Spontaneous Termination

Are there times when you’re so annoyed with an employee that you wish you could be the old-school boss and just say, “You’re fired”? Of course. That’s why progressive discipline was instituted—so that supervisors don’t let the emotions of the moment dictate their actions. Progressive discipline protects the employee from being fired by ruthless bosses and protects the company from the litigation that could result from such actions. However, under certain circumstances progressive discipline can be waived.

When You Can Do It

There are times when termination without warning is permitted. These occasions are rare and usually limited to a few serious infractions that are clearly delineated in company policies. Serious offenses include drinking on the job, fighting, stealing, and insubordination.
Because these charges aren’t always easy to prove, be very careful before you make the decision to fire someone without progressive discipline. You must have solid evidence that can stand up in court. Law books are loaded with cases in which people, because of a rash firing decision, have sued former employers for unlawful discharge, defamation of character, false imprisonment, and whatever else their lawyers can dream up.
Insubordination, which is one of the most frequent causes of spontaneous termination, isn’t always easy to prove. If an employee simply fails to carry out an order, it’s not enough grounds for termination.

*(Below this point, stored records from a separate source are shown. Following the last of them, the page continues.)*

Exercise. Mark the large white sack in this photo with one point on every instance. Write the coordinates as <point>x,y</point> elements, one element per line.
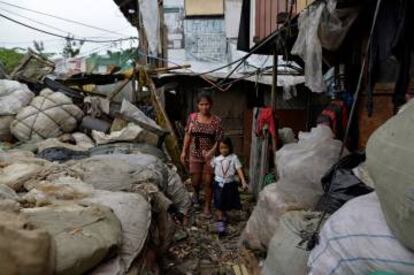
<point>49,115</point>
<point>24,248</point>
<point>14,174</point>
<point>309,159</point>
<point>64,188</point>
<point>357,240</point>
<point>390,162</point>
<point>134,213</point>
<point>81,142</point>
<point>21,169</point>
<point>121,172</point>
<point>274,201</point>
<point>13,97</point>
<point>131,133</point>
<point>85,235</point>
<point>287,255</point>
<point>5,134</point>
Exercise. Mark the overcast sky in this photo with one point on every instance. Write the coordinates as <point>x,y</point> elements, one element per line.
<point>101,13</point>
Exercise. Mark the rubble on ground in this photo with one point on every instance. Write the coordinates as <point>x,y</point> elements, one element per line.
<point>83,201</point>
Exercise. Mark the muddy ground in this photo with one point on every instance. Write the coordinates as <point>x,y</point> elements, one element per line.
<point>197,248</point>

Unless a failure to obey instructions can lead to serious consequences, such as engaging in actions that endanger other workers, it’s better to use progressive discipline. On the other hand, if a team member becomes unruly in his or her refusal (if he or she hollers and screams or spits in your face, for example), spontaneous discharge might be appropriate.

Documenting a Spontaneous Discharge

When you fire someone after progressive discipline procedures fail, you have an entire series of documents to back you up. In spontaneous termination you have no such documents. Immediately after the termination, write a detailed report describing the circumstances that led up to it. Get written statements from witnesses. If you can, get the employee to sign a statement presenting his or her side of the story. If the discharge is later challenged and the terminated employee presents a different version of what happened, having his or her immediate comments will protect you.

You Can’t Fire Me—I Quit!

You’ve worked hard to bring Mike’s performance up to par. Despite your efforts he just can’t do the job. You tell him that you have to let him go. You explain that if he quits voluntarily, it will look better when he applies for another job. This option might sound sensible, but what happens if Mike applies for unemployment insurance and is told that he’s not eligible because he quit? If you give someone the option of resigning, be sure to inform the person about loss of unemployment insurance and any other negative factors.
Now suppose you try to be shrewd in getting rid of the person: “If I fire him,” you figure, “he’ll give me problems; so I’ll just make his life so miserable, he’ll quit.” Over the next few weeks you give him as many unpleasant assignments as you can. You time his returns from breaks and even how long he spends in the restroom. You chastise him for every minor violation of company rules and, after a few weeks, he quits.
213
Meanings and Gleanings
Rather than fire employees, some managers make life miserable for them so that they quit. When an employee quits because of intentional unfair treatment, it is “constructed” by the courts as equivalent to being fired and is referred to as constructive discharge.
Don’t be shocked when the person sues your company for unlawful discharge! When you tell the court, “I didn’t fire him, he quit,” the judge will respond “Not so. This is a constructive discharge—your treatment forced him to quit.” You might be ordered to pay the person back wages, rehire him, or make a satisfactory financial settlement.
The Least You Need to Know
➤ Other than for reasons prohibited by law or waived by contract, an employer can fire any employee for any reason or for no reason (employment at will).
➤ Prepare for a termination meeting by studying all the pertinent documents, reviewing the employee’s personal characteristics, and psyching yourself up for the meeting.
➤ Check with your human resources department to ensure that all policies are followed and laws complied with.
➤ Invite a third party to participate in and witness termination meetings.
➤ Use spontaneous termination only for extreme infractions.
➤ Oral commitments to an employee about tenure or conditions of employment are as binding as written agreements.